The US non-farm payroll employment rose with 224 000 newly added jobs in June, which surpassed the initial forecasts for 162 000 new jobs, but the underlying unemployment rate rose to 3.7 per cent.
The most significant job gains were registered in the professional and business services industry, as well as the health care industry. However, the overall unemployment rate, as perceived by demographics characteristics, demonstrates different conclusions about the state of the US labour market. According to household survey data:
“Both the unemployment rate, at 3.7 per cent, and the number of unemployed persons, at 6.0 million, changed little in June.” [source]

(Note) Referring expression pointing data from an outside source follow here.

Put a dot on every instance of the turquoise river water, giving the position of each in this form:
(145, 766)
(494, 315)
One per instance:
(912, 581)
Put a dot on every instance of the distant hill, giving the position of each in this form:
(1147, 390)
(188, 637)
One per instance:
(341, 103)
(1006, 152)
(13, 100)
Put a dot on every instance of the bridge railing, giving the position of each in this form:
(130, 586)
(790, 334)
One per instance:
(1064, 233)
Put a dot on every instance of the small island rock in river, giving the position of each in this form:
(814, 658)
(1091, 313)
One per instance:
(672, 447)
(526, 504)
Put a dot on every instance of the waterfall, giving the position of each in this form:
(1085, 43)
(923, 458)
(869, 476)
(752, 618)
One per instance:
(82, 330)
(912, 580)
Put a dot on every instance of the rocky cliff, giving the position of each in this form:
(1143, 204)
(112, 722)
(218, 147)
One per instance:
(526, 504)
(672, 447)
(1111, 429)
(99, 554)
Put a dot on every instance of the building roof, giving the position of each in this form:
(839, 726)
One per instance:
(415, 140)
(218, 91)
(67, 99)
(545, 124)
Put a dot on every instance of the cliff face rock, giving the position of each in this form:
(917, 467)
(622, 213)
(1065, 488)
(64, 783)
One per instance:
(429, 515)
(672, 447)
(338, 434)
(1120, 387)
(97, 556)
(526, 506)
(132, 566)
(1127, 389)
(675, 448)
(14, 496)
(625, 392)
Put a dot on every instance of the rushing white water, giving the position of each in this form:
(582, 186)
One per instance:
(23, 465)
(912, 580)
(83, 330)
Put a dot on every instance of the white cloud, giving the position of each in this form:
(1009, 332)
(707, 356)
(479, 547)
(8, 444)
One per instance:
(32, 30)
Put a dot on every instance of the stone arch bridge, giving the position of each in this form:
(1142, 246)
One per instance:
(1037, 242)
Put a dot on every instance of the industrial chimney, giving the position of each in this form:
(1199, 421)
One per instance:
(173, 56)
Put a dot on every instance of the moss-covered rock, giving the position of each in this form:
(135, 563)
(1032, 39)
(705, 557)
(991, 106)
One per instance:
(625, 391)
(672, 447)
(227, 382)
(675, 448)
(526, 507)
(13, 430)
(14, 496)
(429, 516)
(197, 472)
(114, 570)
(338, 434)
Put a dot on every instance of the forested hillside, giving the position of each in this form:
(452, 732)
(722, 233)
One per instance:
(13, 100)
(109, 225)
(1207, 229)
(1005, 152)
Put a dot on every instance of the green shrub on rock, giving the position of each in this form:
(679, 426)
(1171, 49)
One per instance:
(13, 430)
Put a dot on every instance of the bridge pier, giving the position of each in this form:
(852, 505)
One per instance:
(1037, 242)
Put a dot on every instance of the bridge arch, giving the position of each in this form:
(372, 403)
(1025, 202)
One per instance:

According to the establishment survey data:
“Total nonfarm payroll employment increased by 224 000 in June. Employment growth has averaged 172 000 per month thus far this year, compared with an average monthly gain of 223 000 in 2018.”
The apparent success of the American industry-performance across multiple sectors is what keeps investors upbeat, and also caused the initial market reaction to the release of the report, which measured a sizable increase of the value of the USD, as the US dollar currency index spiked with 0.60 per cent immediately after the release of the report.
The performance of the various American industries in June managed to surpass both the average employment growth throughout 2019, as well as the employment growth that had been registered throughout the previous year. Following these results, the initial market reaction was to perceive the June NFP as being overall positive.
However, it should also be noted that with the added revisions of the final results observed during April and May, the general perspective of the labour market is also marginally shifted.
“The change in total nonfarm payroll employment for April was revised down from +224 000 to + 216 000, and the change for May was revised down from + 75 000 to +72 000. With these revisions, employment gains in April and May combined were 11 000 less than previously reported.”
Despite the 0.1 per cent increase in the total unemployment rate, the US labour market remains resilient, and the aggregate employment remains close to full employment and within the target range of the FED. However, the risk is not entirely removed, and Jerome Powell and the FOMC would still have to consider how to sustain the current state of affairs, even at the cost of possible interest rate cuts if needed.
The monetary policy committee would most likely remain vigilant and observe the future developments in the US labour market, in addition to the underlying changes in the inflation rate.
Meanwhile, the US dollar currency index has gained momentum following the release of the NFP report and is on track to continue compensating for most of the losses that were registered in June.